The overworked heart can compensate by using alternative substrates, such as lactate, which is abundant in blood during exercise (4). Under pathological circumstances, the heart can also use other substrates, such as short-chain fatty acids (SCFA), to preserve cardiac output (5-7). This is the basis for using the SCFA analog, 2-[18F]fluoropropionic acid ([18F]FPA), to image this metabolic shift by PET. Thus, we hypothesize that [18F]FPA will accumulate in metabolically compensating hearts before the inception of hypertrophy in a manner that can be imaged by PET.
This hypothesis was tested by comparing the cardiac uptake of [18F]FPA in mice subjected to isoproterenol, a β-adrenergic agonist that increases cardiac workload, and control animals.
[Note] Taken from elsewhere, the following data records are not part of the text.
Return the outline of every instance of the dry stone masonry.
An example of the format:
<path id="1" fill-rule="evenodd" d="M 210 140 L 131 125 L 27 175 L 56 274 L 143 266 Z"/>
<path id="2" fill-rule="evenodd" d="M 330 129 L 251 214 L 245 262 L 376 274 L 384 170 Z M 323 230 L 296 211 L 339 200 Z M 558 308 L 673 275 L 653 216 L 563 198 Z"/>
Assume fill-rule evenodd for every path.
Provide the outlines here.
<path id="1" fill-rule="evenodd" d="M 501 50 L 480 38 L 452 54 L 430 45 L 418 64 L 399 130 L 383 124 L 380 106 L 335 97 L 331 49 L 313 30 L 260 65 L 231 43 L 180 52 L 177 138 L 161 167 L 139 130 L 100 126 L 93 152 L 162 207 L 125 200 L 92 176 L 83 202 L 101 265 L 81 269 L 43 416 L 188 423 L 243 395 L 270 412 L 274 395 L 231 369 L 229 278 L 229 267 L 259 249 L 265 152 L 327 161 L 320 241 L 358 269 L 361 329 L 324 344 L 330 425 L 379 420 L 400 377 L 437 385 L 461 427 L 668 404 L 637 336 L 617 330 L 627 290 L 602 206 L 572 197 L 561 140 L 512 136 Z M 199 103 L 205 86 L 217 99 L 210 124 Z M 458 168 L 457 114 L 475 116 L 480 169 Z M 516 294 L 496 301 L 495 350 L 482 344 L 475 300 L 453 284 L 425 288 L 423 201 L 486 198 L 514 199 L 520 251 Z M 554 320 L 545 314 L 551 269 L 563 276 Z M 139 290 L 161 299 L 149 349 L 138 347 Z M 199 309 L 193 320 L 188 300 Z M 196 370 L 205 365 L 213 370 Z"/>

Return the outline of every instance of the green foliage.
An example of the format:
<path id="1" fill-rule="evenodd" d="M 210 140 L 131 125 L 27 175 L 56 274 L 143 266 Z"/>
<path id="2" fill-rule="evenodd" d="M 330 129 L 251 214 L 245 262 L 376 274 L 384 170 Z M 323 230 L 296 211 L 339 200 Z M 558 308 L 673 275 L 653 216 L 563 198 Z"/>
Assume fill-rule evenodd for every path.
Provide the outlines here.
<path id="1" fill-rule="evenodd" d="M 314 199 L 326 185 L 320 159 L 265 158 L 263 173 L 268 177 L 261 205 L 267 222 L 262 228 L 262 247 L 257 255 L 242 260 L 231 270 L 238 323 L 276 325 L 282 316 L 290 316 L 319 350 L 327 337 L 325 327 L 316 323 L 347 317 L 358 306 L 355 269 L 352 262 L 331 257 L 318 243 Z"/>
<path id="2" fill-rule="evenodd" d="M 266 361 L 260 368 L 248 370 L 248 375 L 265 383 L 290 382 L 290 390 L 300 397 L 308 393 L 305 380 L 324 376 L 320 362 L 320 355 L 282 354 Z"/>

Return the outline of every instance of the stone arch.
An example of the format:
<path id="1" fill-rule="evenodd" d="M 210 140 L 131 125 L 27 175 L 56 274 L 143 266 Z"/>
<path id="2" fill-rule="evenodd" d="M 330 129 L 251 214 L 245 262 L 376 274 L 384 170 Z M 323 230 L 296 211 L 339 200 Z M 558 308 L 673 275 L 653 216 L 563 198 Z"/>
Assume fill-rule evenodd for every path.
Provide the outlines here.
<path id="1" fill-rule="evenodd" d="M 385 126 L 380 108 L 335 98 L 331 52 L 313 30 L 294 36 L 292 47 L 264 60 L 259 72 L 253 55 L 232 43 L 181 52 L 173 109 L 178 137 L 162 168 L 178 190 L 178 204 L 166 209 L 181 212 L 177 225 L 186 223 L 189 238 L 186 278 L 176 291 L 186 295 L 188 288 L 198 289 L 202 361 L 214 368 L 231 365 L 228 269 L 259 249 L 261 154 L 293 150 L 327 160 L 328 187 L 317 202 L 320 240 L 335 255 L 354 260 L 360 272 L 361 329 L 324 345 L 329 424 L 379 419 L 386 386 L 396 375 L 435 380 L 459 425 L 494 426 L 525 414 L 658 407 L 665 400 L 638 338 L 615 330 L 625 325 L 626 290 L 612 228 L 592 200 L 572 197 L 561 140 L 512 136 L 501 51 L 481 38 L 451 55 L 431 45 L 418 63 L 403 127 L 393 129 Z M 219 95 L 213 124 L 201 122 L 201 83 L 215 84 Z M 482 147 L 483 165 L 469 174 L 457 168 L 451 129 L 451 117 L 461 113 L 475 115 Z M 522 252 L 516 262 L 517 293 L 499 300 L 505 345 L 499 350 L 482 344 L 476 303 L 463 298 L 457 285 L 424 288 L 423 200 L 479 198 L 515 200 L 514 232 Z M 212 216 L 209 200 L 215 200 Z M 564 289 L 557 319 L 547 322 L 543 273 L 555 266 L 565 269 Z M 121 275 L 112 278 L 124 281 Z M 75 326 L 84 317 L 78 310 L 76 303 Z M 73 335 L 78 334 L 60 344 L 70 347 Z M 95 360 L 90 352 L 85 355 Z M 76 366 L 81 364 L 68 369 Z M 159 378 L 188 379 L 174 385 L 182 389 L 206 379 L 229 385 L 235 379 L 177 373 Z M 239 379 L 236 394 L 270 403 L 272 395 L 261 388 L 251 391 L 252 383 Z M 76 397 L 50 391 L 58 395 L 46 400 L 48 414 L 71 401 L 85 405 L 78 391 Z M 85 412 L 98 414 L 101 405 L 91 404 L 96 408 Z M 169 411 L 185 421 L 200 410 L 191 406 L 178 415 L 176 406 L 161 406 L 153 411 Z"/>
In the experiments, [18F]FPA serves as a reporter of the change in cardiac fatty acid metabolism (i.e., reprogramming) and chronic isoproterenol treatment as a means of inducing hypertrophy. The aims of this study design are to document metabolic compensation in the overworked heart by PET imaging, optimize the administration and cardiac imaging protocols for [18F]FPA, and elucidate divergent mechanisms for how metabolism is affected in both applications.
Methods: Isoproterenol (10 mg/kg/day) or saline was administered subcutaneously for 14 days to male C57BL/6J mice. The isoproterenol-induced heart failure model has been studied extensively and is known to initiate cardiac hypertrophy within 14 days of repeated daily injections (8). A separate group of mice received a single injection of isoproterenol for 1 h before undergoing PET imaging. The mice were injected intravenously with a solution of racemic [18F]FPA (9.25-11.1 MBq) in saline containing 5 mg/kg of monocarboxylate transporter 1 inhibitor AZD3965. Thirty-minute static PET acquisitions were then performed 20-30 min post-injection (p.i.) of [18F]FPA. Mice were euthanized after imaging and their hearts excised. Hypertrophy was determined by heart weights and heart weight to tibia length ratios (HW/TL). Cardiac [18F]FPA uptake was assessed by tissue gamma counts (%ID/g).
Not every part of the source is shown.